Monday, October 30, 2017

How to make your code 80 times faster

I often hear people who are happy because PyPy makes their code 2 times faster or so. Here is a short personal story which shows PyPy can go well beyond that.

DISCLAIMER: this is not a silver bullet or a general recipe: it worked in this particular case, it might not work so well in other cases. But I think it is still an interesting technique. Moreover, the various steps and implementations are showed in the same order as I tried them during the development, so it is a real-life example of how to proceed when optimizing for PyPy.

Some months ago I played a bit with evolutionary algorithms: the ambitious plan was to automatically evolve a logic which could control a (simulated) quadcopter, i.e. a PID controller (spoiler: it doesn't fly).

The idea is to have an initial population of random creatures: at each generation, the ones with the best fitness survive and reproduce with small, random variations.

However, for the scope of this post, the actual task at hand is not so important, so let's jump straight to the code. To drive the quadcopter, a Creature has a run_step method which runs at each delta_t (full code):
class Creature(object):
    INPUTS = 2  # z_setpoint, current z position
    OUTPUTS = 1 # PWM for all 4 motors
    STATE_VARS = 1
    ...

    def run_step(self, inputs):
        # state: [state_vars ... inputs]
        # out_values: [state_vars, ... outputs]
        self.state[self.STATE_VARS:] = inputs
        out_values = np.dot(self.matrix, self.state) + self.constant
        self.state[:self.STATE_VARS] = out_values[:self.STATE_VARS]
        outputs = out_values[self.STATE_VARS:]
        return outputs
  • inputs is a numpy array containing the desired setpoint and the current position on the Z axis;
  • outputs is a numpy array containing the thrust to give to the motors.
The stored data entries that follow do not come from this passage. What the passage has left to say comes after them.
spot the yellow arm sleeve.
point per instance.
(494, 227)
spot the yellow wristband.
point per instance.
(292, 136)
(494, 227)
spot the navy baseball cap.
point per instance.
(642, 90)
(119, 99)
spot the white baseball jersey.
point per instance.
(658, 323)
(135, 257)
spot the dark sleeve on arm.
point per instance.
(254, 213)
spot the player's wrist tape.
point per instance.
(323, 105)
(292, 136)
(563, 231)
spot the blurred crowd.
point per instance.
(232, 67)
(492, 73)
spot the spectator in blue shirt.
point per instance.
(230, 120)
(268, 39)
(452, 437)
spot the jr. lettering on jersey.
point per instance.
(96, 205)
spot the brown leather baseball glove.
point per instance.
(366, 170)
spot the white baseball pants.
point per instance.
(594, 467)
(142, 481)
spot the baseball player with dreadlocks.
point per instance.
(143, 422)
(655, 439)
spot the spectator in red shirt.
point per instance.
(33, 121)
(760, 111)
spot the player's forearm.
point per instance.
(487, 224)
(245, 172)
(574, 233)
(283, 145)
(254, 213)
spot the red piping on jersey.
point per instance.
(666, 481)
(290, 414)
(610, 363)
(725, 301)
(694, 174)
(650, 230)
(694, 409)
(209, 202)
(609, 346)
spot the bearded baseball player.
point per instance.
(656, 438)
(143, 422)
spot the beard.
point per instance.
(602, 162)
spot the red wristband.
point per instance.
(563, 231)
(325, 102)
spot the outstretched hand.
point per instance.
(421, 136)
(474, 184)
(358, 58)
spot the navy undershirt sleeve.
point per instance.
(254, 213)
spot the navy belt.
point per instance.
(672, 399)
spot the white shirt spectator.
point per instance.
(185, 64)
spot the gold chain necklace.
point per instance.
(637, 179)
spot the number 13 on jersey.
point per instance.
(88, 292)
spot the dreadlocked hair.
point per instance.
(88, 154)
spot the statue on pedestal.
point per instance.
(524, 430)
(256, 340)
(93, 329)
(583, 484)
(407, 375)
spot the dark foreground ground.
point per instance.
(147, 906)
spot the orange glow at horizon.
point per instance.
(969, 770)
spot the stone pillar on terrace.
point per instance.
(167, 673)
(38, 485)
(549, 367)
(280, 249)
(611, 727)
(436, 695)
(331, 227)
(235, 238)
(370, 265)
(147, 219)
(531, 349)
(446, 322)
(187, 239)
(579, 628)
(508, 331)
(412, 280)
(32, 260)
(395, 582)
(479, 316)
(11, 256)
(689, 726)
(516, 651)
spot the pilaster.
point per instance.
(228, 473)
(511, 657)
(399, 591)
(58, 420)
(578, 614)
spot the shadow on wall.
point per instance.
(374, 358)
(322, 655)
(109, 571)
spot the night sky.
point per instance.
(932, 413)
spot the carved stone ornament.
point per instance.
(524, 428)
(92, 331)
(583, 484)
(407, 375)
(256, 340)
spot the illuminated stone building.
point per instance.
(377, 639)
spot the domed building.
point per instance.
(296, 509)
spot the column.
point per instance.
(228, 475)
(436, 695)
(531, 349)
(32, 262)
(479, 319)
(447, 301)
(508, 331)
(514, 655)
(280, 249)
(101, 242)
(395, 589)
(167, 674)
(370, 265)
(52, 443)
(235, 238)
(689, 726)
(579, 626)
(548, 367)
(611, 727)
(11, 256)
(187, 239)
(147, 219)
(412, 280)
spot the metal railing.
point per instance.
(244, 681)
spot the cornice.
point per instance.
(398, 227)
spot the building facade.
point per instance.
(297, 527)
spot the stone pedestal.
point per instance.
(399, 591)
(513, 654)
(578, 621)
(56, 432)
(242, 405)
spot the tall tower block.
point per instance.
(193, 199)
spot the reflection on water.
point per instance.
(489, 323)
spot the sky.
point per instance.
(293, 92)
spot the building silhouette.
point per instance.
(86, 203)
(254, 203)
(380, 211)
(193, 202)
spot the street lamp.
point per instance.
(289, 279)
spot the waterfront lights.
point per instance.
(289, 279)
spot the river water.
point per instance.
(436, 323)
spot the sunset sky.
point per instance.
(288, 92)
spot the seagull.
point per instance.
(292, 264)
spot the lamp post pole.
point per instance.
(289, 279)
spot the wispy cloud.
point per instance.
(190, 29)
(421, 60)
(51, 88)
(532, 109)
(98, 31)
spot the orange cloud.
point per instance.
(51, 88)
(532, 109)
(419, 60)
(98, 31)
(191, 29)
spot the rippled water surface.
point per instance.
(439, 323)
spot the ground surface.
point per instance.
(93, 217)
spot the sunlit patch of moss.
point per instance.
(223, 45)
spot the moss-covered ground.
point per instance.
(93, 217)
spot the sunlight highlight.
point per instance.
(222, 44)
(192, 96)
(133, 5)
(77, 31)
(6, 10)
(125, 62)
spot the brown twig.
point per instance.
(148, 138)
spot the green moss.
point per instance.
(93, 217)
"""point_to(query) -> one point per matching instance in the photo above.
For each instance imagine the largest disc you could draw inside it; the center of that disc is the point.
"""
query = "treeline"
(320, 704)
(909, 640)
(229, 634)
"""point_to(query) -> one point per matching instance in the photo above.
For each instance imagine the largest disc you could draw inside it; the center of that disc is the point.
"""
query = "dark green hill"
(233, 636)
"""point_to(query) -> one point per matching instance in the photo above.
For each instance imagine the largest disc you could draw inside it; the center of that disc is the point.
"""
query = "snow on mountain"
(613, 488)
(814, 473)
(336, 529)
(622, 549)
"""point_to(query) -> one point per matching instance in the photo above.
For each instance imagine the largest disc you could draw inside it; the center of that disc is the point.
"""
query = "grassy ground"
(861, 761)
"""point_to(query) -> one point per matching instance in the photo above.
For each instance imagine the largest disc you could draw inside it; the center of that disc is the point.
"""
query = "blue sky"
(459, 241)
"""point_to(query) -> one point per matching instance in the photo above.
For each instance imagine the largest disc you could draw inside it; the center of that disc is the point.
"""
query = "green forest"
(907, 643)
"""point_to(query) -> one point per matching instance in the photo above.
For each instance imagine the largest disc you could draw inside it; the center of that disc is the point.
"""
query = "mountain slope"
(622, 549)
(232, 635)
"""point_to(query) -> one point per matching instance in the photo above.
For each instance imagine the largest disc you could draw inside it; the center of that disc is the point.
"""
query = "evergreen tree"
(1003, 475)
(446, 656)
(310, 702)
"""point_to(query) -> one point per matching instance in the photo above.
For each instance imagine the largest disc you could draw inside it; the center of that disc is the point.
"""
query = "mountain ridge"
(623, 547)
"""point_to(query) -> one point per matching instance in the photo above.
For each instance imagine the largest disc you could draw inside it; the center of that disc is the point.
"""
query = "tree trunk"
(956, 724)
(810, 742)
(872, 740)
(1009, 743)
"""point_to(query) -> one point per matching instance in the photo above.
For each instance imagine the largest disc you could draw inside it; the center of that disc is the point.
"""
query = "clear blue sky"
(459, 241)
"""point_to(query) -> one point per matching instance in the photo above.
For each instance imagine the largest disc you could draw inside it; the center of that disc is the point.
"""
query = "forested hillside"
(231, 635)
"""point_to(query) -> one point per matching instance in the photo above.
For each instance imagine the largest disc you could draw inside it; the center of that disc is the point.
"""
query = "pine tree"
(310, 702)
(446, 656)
To start easy, all the 4 motors are constrained to have the same thrust, so that the quadcopter only travels up and down the Z axis;
  • self.state contains arbitrary values of unknown size which are passed from one step to the next;
  • self.matrix and self.constant contains the actual logic. By putting the "right" values there, in theory we could get a perfectly tuned PID controller. These are randomly mutated between generations.
run_step is called at 100Hz (in the virtual time frame of the simulation). At each generation, we test 500 creatures for a total of 12 virtual seconds each. So, we have a total of 600,000 executions of run_step at each generation.

At first, I simply tried to run this code on CPython; here is the result:
$ python -m ev.main
Generation   1: ... [population = 500]  [12.06 secs]
Generation   2: ... [population = 500]  [6.13 secs]
Generation   3: ... [population = 500]  [6.11 secs]
Generation   4: ... [population = 500]  [6.09 secs]
Generation   5: ... [population = 500]  [6.18 secs]
Generation   6: ... [population = 500]  [6.26 secs]
Which means ~6.15 seconds/generation, excluding the first.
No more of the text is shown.